Everyone thinks to put in multiple fire detectors and to test them regularly, but I have to admit that before getting the LeakFrog Water Alarm I'll be discussing today, I didn't realize that there was also a similar product for water detection.

I am a little LeakFrog short and stout, at the first sign of water I'll give you a shout!

The LeakFrog measures approximately 3" x 3" and has a big grin plastered on its cartoonish face. I think most of you know that green is my favorite color, but did you know that I really like frogs, too? Out of the box, this device was already on my good side. I was just hoping it would work as advertised. . .

He looks so friendly and quiet - but wait until he finds water. . . !

Similar to a fire alarm's test button, there is a test button on the LeakFrog's back. The first thing I did right out of the box was press this button - which resulted in an ear splitting fifteen long sequence of BEEP!s. Just as monthly tests should be performed on fire detectors, they should also be done on the LeakFrog. Its three included AAA batteries should last approximately a year. For proper operation, the LeakFrog should be placed indoors with the flat side down, anywhere that there is a potential for water to leak.

So I had established that the LeakFrog was loud, but was it accurate? Would it actually alert me to a water spill as it occurred? In order to find out, I had a couple of tests to perform. . .

The first test was the simplest - I barely moistened two of my fingers and touched them to the two metal sensors on the LeakFrog's bottom. Immediately, the loud beeps began. . . so far so good. Then I tried one moist finger with one dry each touching a sensor - with the same results. Sidebar: the loud beeping drove my two dogs insane every time it started up!

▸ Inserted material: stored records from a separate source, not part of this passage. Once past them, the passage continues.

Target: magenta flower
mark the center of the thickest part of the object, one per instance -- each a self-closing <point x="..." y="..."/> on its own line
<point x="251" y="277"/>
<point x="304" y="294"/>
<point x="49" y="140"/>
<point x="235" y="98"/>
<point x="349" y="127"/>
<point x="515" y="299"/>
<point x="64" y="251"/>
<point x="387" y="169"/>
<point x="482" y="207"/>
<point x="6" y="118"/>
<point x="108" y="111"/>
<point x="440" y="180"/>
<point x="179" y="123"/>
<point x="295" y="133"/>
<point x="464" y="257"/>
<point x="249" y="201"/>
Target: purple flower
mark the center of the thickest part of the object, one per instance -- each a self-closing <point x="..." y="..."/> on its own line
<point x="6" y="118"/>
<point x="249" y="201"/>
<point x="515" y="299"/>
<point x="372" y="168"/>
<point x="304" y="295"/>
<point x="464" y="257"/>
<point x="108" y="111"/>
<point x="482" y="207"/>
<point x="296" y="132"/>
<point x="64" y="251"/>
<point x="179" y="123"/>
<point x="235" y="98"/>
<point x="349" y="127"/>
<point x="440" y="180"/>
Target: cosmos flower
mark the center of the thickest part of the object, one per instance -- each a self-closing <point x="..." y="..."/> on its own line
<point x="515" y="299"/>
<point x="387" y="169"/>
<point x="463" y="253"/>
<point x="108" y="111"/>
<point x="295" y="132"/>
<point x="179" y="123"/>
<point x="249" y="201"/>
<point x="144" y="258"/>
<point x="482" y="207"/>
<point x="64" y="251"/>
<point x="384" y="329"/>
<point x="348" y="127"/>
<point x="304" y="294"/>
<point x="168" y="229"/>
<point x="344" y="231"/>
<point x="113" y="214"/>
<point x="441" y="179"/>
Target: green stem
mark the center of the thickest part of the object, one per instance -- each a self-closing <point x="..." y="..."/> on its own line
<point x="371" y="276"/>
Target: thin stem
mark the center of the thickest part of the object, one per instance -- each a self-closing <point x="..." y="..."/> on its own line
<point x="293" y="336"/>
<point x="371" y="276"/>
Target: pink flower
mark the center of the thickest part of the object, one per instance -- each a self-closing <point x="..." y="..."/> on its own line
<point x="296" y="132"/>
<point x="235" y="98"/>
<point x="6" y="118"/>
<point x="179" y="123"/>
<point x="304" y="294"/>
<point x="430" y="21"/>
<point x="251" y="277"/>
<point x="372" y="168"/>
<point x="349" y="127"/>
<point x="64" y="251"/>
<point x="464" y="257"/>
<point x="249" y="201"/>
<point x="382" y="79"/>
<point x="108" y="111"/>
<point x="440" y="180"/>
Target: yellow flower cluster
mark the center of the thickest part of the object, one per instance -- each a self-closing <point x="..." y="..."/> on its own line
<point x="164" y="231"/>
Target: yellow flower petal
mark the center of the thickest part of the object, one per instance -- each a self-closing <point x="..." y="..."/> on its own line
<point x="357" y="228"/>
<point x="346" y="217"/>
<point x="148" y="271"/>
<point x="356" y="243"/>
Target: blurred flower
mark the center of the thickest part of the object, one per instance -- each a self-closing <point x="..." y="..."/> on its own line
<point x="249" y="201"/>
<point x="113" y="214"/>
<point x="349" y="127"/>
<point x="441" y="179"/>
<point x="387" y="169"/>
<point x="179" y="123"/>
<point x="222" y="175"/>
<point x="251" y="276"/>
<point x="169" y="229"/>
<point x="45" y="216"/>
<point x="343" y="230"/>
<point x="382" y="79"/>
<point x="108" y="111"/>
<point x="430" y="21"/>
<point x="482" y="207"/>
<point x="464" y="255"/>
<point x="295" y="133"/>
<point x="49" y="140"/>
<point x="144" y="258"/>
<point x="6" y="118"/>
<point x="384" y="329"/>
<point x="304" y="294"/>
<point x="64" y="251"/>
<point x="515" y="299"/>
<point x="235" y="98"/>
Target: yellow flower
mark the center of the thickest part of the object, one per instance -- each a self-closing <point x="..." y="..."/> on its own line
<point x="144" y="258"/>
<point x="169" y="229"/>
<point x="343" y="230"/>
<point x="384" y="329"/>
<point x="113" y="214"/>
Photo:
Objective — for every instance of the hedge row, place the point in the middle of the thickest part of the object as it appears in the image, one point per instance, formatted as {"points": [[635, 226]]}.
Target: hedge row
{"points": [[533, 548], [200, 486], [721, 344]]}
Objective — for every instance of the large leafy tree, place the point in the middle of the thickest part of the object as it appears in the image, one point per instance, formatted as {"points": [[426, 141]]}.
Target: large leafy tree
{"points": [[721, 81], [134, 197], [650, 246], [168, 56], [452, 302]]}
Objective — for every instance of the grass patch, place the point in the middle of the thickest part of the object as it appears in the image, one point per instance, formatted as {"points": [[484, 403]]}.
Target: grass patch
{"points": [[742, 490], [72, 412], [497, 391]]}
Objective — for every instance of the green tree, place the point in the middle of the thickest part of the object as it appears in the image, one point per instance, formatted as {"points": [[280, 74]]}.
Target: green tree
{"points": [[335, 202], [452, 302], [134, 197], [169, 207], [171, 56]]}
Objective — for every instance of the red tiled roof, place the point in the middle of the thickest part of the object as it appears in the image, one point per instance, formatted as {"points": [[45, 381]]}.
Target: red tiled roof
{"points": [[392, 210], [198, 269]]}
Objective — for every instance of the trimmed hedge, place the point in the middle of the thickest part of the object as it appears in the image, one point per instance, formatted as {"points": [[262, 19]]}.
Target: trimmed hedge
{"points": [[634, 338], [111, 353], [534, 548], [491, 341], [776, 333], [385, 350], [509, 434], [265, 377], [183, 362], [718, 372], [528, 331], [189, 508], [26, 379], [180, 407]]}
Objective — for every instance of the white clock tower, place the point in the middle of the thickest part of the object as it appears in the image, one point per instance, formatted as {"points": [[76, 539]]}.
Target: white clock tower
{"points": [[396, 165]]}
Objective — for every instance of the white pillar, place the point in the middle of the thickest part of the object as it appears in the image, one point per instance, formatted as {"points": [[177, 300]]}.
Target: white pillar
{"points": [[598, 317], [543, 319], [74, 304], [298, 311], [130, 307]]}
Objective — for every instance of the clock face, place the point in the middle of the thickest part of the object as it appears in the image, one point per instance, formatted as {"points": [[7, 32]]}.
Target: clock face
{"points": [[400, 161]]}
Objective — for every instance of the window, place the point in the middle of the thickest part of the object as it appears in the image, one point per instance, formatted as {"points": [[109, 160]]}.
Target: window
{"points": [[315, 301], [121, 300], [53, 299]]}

Next I placed the LeakFrog in a plate and started adding drops of water. This time, water had to touch both sensors, but once it did - the loud beeping began immediately. Instead of stoping after fifteen beeps or so, the LeakFrog continued to beep incessantly until it was removed from the water.

The LeakFrog is a nifty product that has one simple purpose - notifying its user of leaks, and it performs quite well. I keep mine on the window seat where I have quite a few plants, because I am notorious for over-watering them to the point where water will overflow their plastic trays, spilling onto the wood shelf. This leakage usually manifests long after I have walked away, satisfied that everything is okay.

Can you spot the frog?

Every home has areas that are vulnerable to water. The LeakFrog is a simple and fast way to make sure that should a leak occur, you'll be aware of the problem. At this price, several can be purchased and kept around the home - waiting to notify their owner of an inevitable leak.